Cloe frowned. Something in his manner shocked her, something unspoken below the surface. “Mr. McCain? Are you all right?”
He took a swallow of his coffee. “You don’t have to call me that. Just call me Sonny.”
A grin burst out on her face. “Thanks, Sonny. I’m Cloe. Cloe Fallon.”
He didn’t seem to hear her. He never took his eyes off the parking lot.
She couldn’t escape the sinking suspicion he wasn’t telling her everything. “Do you have any family left? Maybe you could visit them in your campervan.”
He shook his head. “I don’t have any family. Never had children. That’s just as well. I’ll live the rest of my life in solitude, in quiet contemplation, as it were.”
“Sounds nice.”
He pursed his lips again. “Whatever.”
A dozen questions nagged to get out, but none of them seemed right. Cloe put out her hand and touched her phone to turn off the voice recorder. “Sonny?”
He raised his eyes to her face.
“You don’t seem too happy about spending the rest of your life in quiet contemplation. Maybe you think you won’t have to do it for very long.”
He looked away and didn’t answer. The dreadful truth hit her like a ton of bricks. She stared at him with her mouth open. She couldn’t form the words. “You—you’re...”
He glanced down at the phone. “It’s turned off, isn’t it?”
She nodded.
“Don’t tell anybody, okay? Don’t put it
in your newspaper. If you care at all about me, don’t say anything to anyone.”
She leaned across the table. “How long have you known? Did the doctors tell you?”
He lowered his eyes and nodded. “They all say the same thing. I have a tangle of blood vessels in my brain, right over my brain stem. The headaches come from my heart trying to force blood through this tangle into the rest of my brain. One of these days, it won’t be able to get through, and the whole thing will blow. I’ll be dead in a matter of seconds. Until that happens, the headaches will get worse and worse, and there’s not a single thing anybody can do about it. If they tried to operate, I would be toast.”

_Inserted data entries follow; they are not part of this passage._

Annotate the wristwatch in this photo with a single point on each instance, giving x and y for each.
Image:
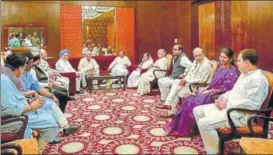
(52, 96)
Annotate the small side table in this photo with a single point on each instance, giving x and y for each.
(252, 145)
(105, 77)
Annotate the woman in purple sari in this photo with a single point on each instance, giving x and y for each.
(222, 81)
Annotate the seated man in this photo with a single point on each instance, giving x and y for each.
(249, 92)
(53, 86)
(51, 73)
(181, 65)
(89, 66)
(200, 71)
(120, 64)
(31, 88)
(64, 66)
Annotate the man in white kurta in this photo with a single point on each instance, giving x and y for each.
(88, 65)
(51, 73)
(181, 65)
(249, 92)
(147, 62)
(200, 71)
(64, 66)
(119, 65)
(144, 85)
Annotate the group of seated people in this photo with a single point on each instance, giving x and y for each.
(23, 94)
(97, 50)
(206, 108)
(19, 39)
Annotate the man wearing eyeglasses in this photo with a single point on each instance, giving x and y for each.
(180, 65)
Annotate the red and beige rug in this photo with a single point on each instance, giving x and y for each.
(120, 122)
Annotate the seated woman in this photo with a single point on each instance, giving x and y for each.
(14, 103)
(222, 81)
(53, 86)
(145, 79)
(147, 62)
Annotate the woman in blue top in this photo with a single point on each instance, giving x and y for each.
(14, 103)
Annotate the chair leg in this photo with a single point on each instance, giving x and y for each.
(221, 147)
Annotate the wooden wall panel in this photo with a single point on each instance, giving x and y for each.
(25, 13)
(125, 31)
(183, 24)
(147, 30)
(111, 34)
(206, 13)
(71, 29)
(239, 14)
(260, 31)
(159, 23)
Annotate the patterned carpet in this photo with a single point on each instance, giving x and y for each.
(120, 122)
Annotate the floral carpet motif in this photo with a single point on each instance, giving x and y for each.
(121, 122)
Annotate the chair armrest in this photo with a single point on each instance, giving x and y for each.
(8, 119)
(197, 85)
(159, 70)
(8, 146)
(70, 75)
(143, 71)
(132, 68)
(231, 123)
(250, 120)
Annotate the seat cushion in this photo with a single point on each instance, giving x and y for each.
(242, 129)
(104, 72)
(256, 145)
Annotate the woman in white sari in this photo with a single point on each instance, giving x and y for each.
(147, 62)
(145, 79)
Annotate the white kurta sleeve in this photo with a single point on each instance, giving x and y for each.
(81, 65)
(256, 93)
(205, 74)
(59, 66)
(113, 63)
(96, 66)
(185, 62)
(128, 61)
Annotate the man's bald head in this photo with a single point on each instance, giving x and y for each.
(198, 54)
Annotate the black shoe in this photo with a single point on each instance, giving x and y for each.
(71, 129)
(70, 98)
(56, 141)
(80, 92)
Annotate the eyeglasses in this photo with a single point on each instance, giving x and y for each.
(31, 61)
(221, 57)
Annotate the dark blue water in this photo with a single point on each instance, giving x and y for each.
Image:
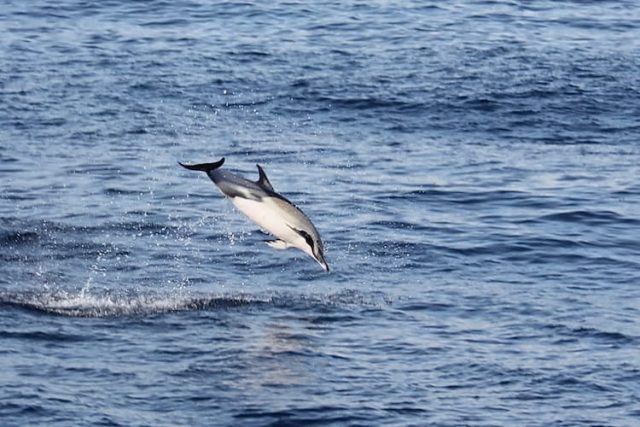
(473, 168)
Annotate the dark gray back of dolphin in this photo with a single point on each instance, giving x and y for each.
(204, 167)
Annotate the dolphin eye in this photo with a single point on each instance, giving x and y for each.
(307, 238)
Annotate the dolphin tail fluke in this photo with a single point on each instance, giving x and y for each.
(204, 167)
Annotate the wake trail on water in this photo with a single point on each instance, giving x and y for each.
(85, 303)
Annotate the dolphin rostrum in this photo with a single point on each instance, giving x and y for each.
(271, 211)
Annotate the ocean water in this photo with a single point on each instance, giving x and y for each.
(472, 166)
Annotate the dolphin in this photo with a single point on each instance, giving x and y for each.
(270, 210)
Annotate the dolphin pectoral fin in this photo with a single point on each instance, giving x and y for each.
(263, 181)
(277, 244)
(204, 167)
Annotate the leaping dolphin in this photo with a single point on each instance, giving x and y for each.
(270, 210)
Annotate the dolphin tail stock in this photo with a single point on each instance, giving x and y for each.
(204, 167)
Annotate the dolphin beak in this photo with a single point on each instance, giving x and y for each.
(322, 262)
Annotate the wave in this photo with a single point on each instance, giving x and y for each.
(85, 303)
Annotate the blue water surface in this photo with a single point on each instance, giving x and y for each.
(473, 168)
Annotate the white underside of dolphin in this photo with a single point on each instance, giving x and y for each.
(269, 210)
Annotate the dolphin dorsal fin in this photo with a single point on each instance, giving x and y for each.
(263, 181)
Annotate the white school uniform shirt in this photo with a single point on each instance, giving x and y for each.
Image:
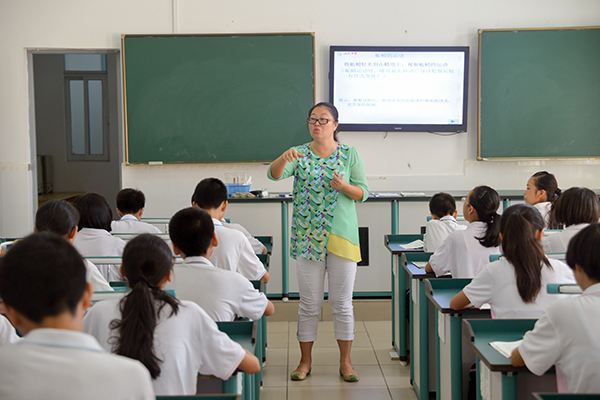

Cloe’s eyes refused to blink. Sonny’s face wobbled in front of her. In the middle of this explanation, the puffy tissue surrounding his cheekbones and eyebrows flashed out of view. She found herself looking at the Sonny McCain she saw in press release photos. His high angular features stood out crisp, clear and sharp, with no pockets of bloody bruising to disfigure him.
Just for an instant, she considered scooping the sports world with this priceless tidbit. She’d be on top of her paper staff after blowing the lid off this one. Her editor would go into spasms, and her colleagues would turn green with envy.
The next minute, she knew she couldn’t do that. Beyond the simple integrity of giving him her word she wouldn’t tell, she didn’t want to. How could she destroy the last few months or years of a man’s life by revealing his secret to an adoring fan base? They would never leave him alone. They would flock around him to receive his last dying pearls of wisdom. They would hound him around the country in his campervan. He would never get a moment’s quiet contemplation— ever.
He flexed his fingers open and shut. “So now you know. Do you want to turn your recorder on again?”